Responsable coordinateur : de conventions CNRST/CNRS (2003, 2004 et 2005), projet PCSI de l’AUF (2011 et 2012). Enseignant-Chercheur associé à l’Université de Rouen : PA: 1983 -1986, MC: 1993 – 1996 et PES: 2000, 2002 et 2004.
Missions de recherches au Laboratoire PBS du CNRS de la Faculté des Sciences de Rouen (2010 – 2012).
Direction des Travaux de recherches (CEA, DESA et Master).
Directeur et encadrant : trois thèses soutenues, deux thèses en phase de rédaction (une en co-tutelle et l’autre en co-direction avec l’Université de Rouen, boursiers du CNRST) et quatre thèses en préparation.
Rapporteur dans des Journaux internationaux (Sep and Puri Techno., Desalination, DWT, J. Hazardous Marerials, J. Env.

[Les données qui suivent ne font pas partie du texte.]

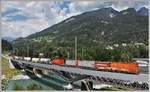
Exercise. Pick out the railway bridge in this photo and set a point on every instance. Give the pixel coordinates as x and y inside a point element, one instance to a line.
<point>72,74</point>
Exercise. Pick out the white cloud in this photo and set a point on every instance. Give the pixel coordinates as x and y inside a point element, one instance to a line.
<point>47,13</point>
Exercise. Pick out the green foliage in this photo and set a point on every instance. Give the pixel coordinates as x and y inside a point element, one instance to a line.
<point>34,86</point>
<point>6,46</point>
<point>95,30</point>
<point>17,87</point>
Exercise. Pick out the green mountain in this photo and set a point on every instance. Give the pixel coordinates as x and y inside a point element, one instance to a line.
<point>98,28</point>
<point>6,46</point>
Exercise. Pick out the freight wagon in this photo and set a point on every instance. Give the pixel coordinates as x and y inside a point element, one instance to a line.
<point>132,68</point>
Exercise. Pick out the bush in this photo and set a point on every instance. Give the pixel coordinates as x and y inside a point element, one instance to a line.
<point>34,86</point>
<point>17,87</point>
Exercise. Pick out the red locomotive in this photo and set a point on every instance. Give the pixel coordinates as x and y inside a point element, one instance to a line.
<point>118,67</point>
<point>58,61</point>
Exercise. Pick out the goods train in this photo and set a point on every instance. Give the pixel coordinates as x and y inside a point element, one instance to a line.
<point>132,68</point>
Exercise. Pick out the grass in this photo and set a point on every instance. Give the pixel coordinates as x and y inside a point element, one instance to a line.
<point>6,70</point>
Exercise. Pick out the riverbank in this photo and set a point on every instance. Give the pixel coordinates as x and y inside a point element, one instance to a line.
<point>7,72</point>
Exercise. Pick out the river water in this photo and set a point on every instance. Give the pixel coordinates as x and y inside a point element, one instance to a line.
<point>50,81</point>
<point>47,82</point>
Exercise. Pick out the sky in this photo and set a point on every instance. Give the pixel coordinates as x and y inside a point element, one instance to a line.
<point>22,18</point>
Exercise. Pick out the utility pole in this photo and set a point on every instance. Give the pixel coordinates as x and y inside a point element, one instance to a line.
<point>27,50</point>
<point>75,48</point>
<point>82,53</point>
<point>76,61</point>
<point>68,55</point>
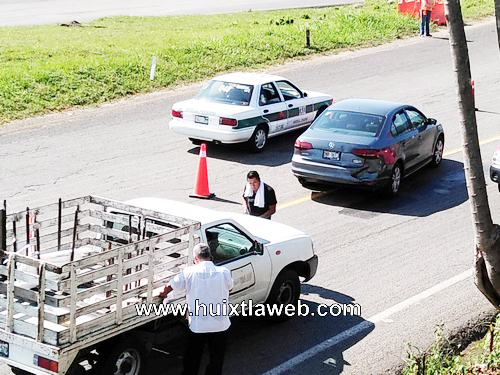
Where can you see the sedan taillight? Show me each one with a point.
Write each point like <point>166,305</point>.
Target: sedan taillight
<point>387,153</point>
<point>228,121</point>
<point>300,145</point>
<point>177,114</point>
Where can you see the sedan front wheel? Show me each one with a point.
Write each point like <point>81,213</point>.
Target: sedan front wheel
<point>258,140</point>
<point>437,154</point>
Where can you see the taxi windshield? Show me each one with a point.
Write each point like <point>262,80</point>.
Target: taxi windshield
<point>226,93</point>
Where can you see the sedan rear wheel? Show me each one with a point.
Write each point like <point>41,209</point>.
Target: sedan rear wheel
<point>437,154</point>
<point>258,140</point>
<point>395,181</point>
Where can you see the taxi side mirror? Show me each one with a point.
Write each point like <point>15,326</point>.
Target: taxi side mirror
<point>258,248</point>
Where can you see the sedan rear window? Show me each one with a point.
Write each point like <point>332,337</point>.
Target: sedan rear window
<point>352,123</point>
<point>226,93</point>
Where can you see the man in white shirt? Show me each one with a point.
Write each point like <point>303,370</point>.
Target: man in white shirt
<point>207,292</point>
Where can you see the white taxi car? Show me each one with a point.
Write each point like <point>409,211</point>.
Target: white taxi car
<point>246,107</point>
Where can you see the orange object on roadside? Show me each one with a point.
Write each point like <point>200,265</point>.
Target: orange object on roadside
<point>201,189</point>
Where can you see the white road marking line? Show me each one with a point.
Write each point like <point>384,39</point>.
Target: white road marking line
<point>299,358</point>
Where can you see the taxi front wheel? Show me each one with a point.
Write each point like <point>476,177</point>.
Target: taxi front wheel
<point>258,140</point>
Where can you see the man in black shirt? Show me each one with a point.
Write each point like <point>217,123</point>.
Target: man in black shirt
<point>259,198</point>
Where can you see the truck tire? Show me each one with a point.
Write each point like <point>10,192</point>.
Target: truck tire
<point>285,291</point>
<point>127,357</point>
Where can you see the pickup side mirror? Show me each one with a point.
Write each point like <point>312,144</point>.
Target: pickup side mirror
<point>258,248</point>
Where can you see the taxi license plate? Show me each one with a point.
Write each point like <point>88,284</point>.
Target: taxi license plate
<point>332,155</point>
<point>201,119</point>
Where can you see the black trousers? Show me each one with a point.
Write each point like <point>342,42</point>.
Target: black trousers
<point>216,341</point>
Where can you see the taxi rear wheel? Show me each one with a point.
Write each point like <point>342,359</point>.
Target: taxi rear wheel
<point>258,140</point>
<point>285,291</point>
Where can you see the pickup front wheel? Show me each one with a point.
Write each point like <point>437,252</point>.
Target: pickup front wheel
<point>285,291</point>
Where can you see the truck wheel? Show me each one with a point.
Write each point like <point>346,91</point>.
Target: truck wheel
<point>285,291</point>
<point>128,357</point>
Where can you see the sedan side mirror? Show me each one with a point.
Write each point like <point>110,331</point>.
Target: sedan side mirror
<point>258,248</point>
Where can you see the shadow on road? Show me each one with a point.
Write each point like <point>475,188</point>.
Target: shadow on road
<point>255,345</point>
<point>278,151</point>
<point>422,194</point>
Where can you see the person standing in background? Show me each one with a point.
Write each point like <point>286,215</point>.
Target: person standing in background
<point>207,289</point>
<point>259,199</point>
<point>426,7</point>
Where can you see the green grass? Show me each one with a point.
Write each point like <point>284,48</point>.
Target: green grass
<point>442,357</point>
<point>51,68</point>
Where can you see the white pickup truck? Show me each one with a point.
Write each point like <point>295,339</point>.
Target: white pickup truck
<point>95,259</point>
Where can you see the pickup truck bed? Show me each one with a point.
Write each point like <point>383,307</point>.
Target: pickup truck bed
<point>94,259</point>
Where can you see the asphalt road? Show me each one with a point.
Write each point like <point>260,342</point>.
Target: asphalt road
<point>33,12</point>
<point>405,261</point>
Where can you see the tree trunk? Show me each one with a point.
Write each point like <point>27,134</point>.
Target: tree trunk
<point>486,234</point>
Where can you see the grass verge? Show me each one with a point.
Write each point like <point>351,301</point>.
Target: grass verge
<point>51,68</point>
<point>471,351</point>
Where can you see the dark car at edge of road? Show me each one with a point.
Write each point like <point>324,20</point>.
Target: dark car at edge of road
<point>367,142</point>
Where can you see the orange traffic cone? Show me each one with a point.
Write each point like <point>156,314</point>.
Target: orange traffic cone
<point>201,188</point>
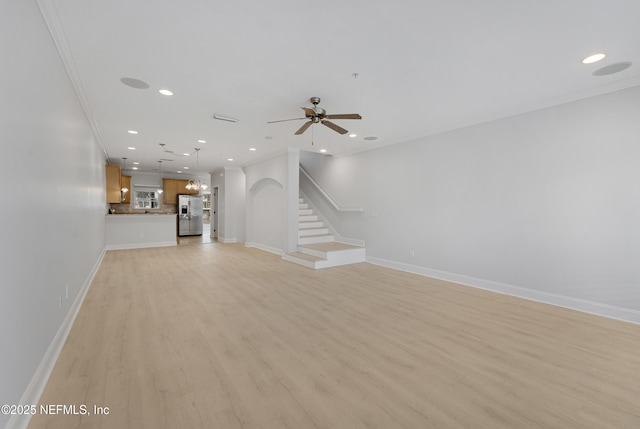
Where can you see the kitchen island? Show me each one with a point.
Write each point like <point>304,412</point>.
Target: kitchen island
<point>134,231</point>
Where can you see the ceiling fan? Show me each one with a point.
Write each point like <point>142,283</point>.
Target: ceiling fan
<point>319,115</point>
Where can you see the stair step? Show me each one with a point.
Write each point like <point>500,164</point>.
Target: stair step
<point>310,224</point>
<point>312,231</point>
<point>309,239</point>
<point>307,218</point>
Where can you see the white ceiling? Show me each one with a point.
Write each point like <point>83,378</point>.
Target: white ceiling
<point>424,66</point>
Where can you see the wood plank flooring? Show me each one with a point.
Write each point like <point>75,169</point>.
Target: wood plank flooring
<point>223,336</point>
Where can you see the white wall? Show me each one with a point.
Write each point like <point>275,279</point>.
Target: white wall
<point>270,183</point>
<point>53,204</point>
<point>231,204</point>
<point>547,201</point>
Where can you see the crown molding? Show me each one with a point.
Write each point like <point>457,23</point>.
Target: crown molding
<point>50,15</point>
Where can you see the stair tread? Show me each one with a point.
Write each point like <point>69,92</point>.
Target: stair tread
<point>306,257</point>
<point>330,246</point>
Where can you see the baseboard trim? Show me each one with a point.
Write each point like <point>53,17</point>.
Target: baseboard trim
<point>39,380</point>
<point>264,247</point>
<point>585,306</point>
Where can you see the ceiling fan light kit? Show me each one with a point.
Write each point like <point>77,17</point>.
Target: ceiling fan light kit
<point>319,115</point>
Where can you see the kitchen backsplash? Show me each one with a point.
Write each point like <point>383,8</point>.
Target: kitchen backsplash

Chem. Eng…).
Auteurs d’environ une centaine d’articles et communications, dans des Journaux indexés (F.I. élévé) et Manifestations Internationales (Comité de lecture), un brevet soumis.

BM-Quel a été précisément votre rôle dans ce projet PCSI ?

H.M-J’étais coordinateur des trois équipes qui participaient à ce projet PCSI financé par l’AUF, et responsable de l’équipe Interaction Matière-Matière Procédés Membranaires (I3MP) du Laboratoire LIME de la Faculté des Sciences Aïn Chock de l’Université Hassan II Casablanca. Dans un premier temps j’avais contacté les équipes française et mauritanienne pour avoir leur accord de participation. J’ai par la suite effectué toutes les démarches nécessaires pour rédiger et remplir le formulaire correspondant à ce type de projet et le soumettre à la commission des experts de l’AUF. Après accord favorable de cette commission, un contrat établi par le responsable de l’AUF a été signé par, le président de l’Université Hassan II Aïn Chock Casablanca, le responsable de l’AUF et moi-même et les travaux prévus dans le cadre de ce projet ont démarré. Mon rôle a consisté à superviser et à coordonner les travaux scientifiques des trois équipes, à analyser les résultats obtenus avec les autres co-responsables. J’ai aussi veillé, tout au long de la période de recherche, à ce que les travaux ne s’éloignent pas des objectifs fixés pour la réalisation de ce projet. D’autre part, j’étais responsable de l’organisation et de la gestion financière des stages, des missions et des déplacements des doctorants et des missionnaires qui participaient aux travaux réalisés dans le cadre de ce projet. Enfin, en tant que coordinateur, j’ai été chargé de dresser les bilans (administratif et scientifique), le premier à mi-parcours fin 2011 et le second final fin 2012, qui ont été transmis aux responsables de l’AUF.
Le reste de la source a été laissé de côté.